Some of that might be due to guns getting more lethal. Also, maybe with improvements in trauma care, emergency responders have started making an effort to get patients in worse shape to the hospital. But I doubt either of those apply much to stabbings. If a stab victim becomes 8 times less likely to reach a hospital alive, it’s because they’re getting stabbed more thoroughly. That supports my original guess that murderers try to compensate for improved care.
The most likely answer is that everyone here is basically right—over some time periods, we can attribute as much as 25% of the decline in murders to improved medical care, but that effect diminishes over time as murderers (and murder weapons) adapt. The rest of the decline in murders can still be attributed to technological and social progress, same as the decline in aggravated assault.

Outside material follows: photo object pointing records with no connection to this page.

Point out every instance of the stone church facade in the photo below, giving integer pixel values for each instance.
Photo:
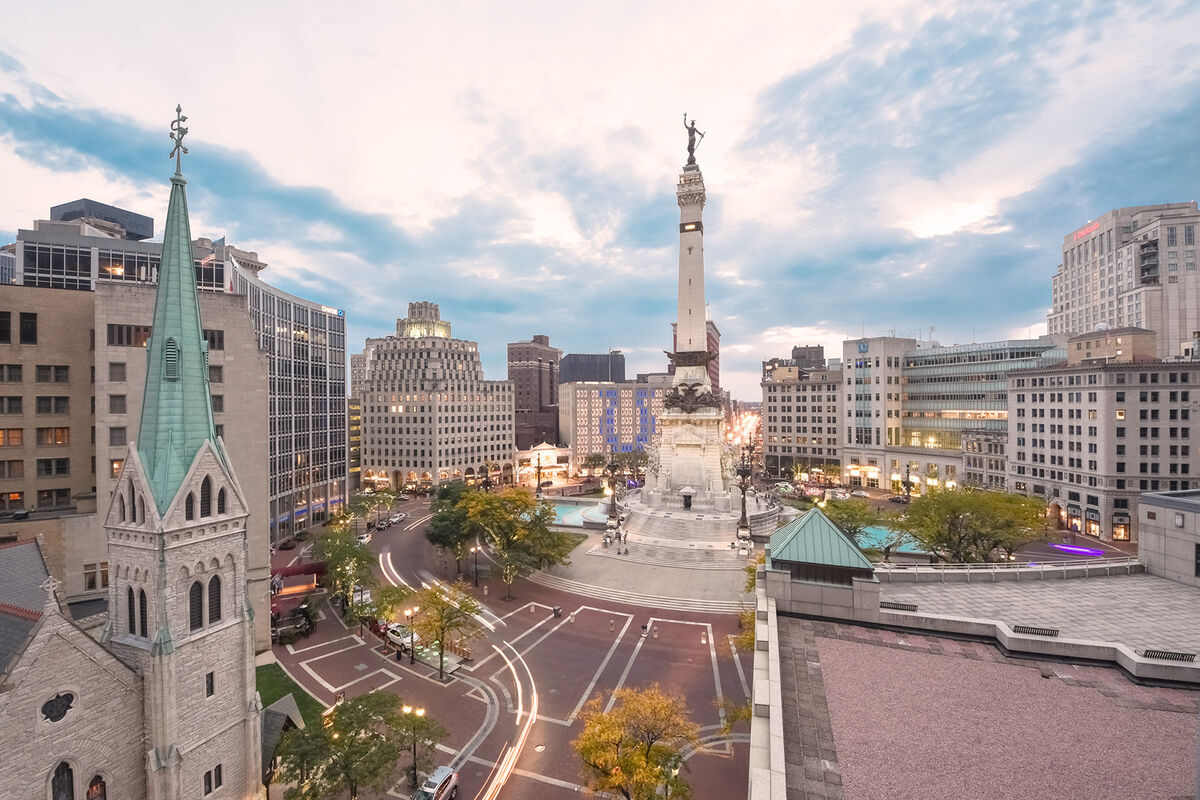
(163, 707)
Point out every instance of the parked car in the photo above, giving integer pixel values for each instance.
(401, 636)
(441, 785)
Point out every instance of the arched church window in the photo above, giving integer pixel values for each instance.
(196, 606)
(63, 783)
(171, 360)
(207, 497)
(143, 613)
(215, 600)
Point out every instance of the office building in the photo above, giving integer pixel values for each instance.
(601, 416)
(609, 367)
(533, 370)
(1090, 437)
(801, 413)
(1133, 266)
(427, 414)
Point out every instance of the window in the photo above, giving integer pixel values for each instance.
(207, 497)
(215, 600)
(28, 329)
(95, 576)
(53, 437)
(53, 404)
(143, 613)
(196, 606)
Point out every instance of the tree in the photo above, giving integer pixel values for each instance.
(966, 525)
(635, 749)
(852, 517)
(592, 462)
(447, 617)
(347, 563)
(517, 528)
(449, 525)
(357, 749)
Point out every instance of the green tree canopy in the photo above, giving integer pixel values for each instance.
(517, 529)
(355, 749)
(448, 617)
(967, 525)
(635, 749)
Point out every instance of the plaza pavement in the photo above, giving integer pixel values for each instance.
(1139, 611)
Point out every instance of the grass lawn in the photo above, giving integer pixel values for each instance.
(273, 684)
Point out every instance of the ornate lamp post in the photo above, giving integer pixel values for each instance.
(417, 713)
(744, 471)
(613, 470)
(412, 635)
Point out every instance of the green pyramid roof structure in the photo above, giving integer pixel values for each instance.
(177, 409)
(813, 539)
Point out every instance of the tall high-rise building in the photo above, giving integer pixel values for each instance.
(533, 370)
(1133, 266)
(427, 413)
(592, 366)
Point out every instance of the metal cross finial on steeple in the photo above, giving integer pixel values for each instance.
(177, 134)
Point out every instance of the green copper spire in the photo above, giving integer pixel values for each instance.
(177, 409)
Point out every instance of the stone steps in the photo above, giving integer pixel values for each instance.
(635, 599)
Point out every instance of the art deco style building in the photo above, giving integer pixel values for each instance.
(802, 409)
(533, 370)
(427, 413)
(603, 417)
(1134, 266)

And by “social progress,” I’m including here some social progress within the world of organized crime. It stands to reason that mobsters will have been working diligently to reduce the incentives for other mobsters to murder them, recapitulating the same evolution that’s happened in broader society. They’ve probably traveled a bit down the same road by which Vikings transmuted themselves into Norwegians.